DACA was enacted with the full knowledge by the President at the time of its borderline legality. He chose to proceed, I assume, because it was better than the alternative of not acting to support those who fell under the provisions: children brought here as minors. With Congress locked into its ridiculous "oppose everything the president does, have no real plan of your own", the sort of immigration reform that we all know needs to happen through actual legislation was an obvious non-starter.
So, along comes a new president who campaigned on undoing everything Obama did, and who proceeds to live up to his promise, sets some dumb time-frame within which Congress is now supposed to come up with a solution... Yes, its tragic.
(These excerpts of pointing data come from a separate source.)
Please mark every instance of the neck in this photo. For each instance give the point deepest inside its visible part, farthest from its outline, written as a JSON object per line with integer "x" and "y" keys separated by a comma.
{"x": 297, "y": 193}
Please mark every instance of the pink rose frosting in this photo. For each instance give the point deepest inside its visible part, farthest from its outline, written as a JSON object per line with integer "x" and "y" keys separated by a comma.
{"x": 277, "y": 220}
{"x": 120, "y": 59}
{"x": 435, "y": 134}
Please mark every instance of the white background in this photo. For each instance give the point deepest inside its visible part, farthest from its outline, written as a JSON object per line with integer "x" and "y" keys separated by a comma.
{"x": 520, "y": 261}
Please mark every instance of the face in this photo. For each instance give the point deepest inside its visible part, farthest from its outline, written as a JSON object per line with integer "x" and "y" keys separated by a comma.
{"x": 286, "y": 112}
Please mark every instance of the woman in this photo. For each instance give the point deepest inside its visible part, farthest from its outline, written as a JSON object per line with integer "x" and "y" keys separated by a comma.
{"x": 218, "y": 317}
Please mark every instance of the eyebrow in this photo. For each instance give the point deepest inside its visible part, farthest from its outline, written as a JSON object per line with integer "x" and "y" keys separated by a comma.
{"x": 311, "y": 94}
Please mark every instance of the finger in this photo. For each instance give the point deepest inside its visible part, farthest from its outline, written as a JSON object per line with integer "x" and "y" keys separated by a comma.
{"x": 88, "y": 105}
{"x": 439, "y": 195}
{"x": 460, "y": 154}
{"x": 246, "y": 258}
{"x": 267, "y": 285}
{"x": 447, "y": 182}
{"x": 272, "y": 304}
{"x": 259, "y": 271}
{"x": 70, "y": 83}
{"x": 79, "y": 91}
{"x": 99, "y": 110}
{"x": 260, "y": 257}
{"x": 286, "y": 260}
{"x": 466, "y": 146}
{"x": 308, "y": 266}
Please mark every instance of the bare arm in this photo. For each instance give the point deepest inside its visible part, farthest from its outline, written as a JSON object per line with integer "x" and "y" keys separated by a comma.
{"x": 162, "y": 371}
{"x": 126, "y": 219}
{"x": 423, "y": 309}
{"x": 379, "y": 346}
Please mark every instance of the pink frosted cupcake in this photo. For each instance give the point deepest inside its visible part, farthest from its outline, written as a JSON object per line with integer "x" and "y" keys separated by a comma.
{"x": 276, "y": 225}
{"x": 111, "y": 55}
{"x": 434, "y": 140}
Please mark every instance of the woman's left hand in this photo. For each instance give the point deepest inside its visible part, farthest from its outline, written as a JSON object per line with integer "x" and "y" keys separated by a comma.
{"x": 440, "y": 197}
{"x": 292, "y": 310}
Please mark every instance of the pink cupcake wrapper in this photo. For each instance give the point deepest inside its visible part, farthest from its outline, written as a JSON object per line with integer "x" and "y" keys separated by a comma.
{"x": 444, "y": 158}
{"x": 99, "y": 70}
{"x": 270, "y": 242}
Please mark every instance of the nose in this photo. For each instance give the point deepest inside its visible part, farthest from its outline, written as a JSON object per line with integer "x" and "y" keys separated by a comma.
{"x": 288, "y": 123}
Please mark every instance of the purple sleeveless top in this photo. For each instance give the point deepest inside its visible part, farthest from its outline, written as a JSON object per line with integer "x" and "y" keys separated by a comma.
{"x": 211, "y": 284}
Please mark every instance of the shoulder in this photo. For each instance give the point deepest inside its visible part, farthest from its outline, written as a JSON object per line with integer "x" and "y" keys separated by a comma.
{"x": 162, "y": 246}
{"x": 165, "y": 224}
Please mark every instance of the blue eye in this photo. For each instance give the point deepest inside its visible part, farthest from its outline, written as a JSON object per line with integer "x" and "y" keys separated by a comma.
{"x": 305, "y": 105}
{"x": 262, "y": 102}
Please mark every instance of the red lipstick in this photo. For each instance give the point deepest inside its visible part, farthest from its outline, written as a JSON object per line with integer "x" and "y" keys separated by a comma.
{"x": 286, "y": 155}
But what can we all agree on? How about this: we enact an immigration policy that allows enough hungry, wanna-be Americans in so we can continue to employ people do keep our country going, we provide an environment of welcome to those people so they want to integrate as productive citizens/residents who wish to contribute to and benefit from what our country has to offer, who don't feel outcast and ripen for radicalization, but rather have a real hope of climbing whatever they see as the ladder of success to achieve some idea of their American dream.
I don't think anyone wants to eliminate the boarders, so find a way to police that humanely, but make the pathway to becoming an American citizen/legal resident straight-forward and viable so it makes sense. That's a tough thing to do, but with thoughtful, minimally racist (inasmuch as that's possible) people working hard, listening to the arguments all around the dial, and coming up with a solution that accomplishes our immigration goals, it's not impossible. It will never be perfect -- that's not the universe we live in -- but it can be good, and we can work to improve it as we watch the results of our initial efforts closely.
Our brainless political hatred (liberal versus conservative) in this country is making this a horrendous non-starter, so we've got to be busting that shit up. It's going to take a willingness to admit where we've been wrong and where the opposition has been right, although the right is going to have to move a little further than the left to the left than the left will to the right. You know it, but the left has started to adopt the unquestioned hatred for everything the opposition does regardless of merits (though admittedly, there's not much happening on the right these days that doesn't deserve heavy derision, but where it exists, the left needs to give credit where it's due, even if there are some disagreements about the details).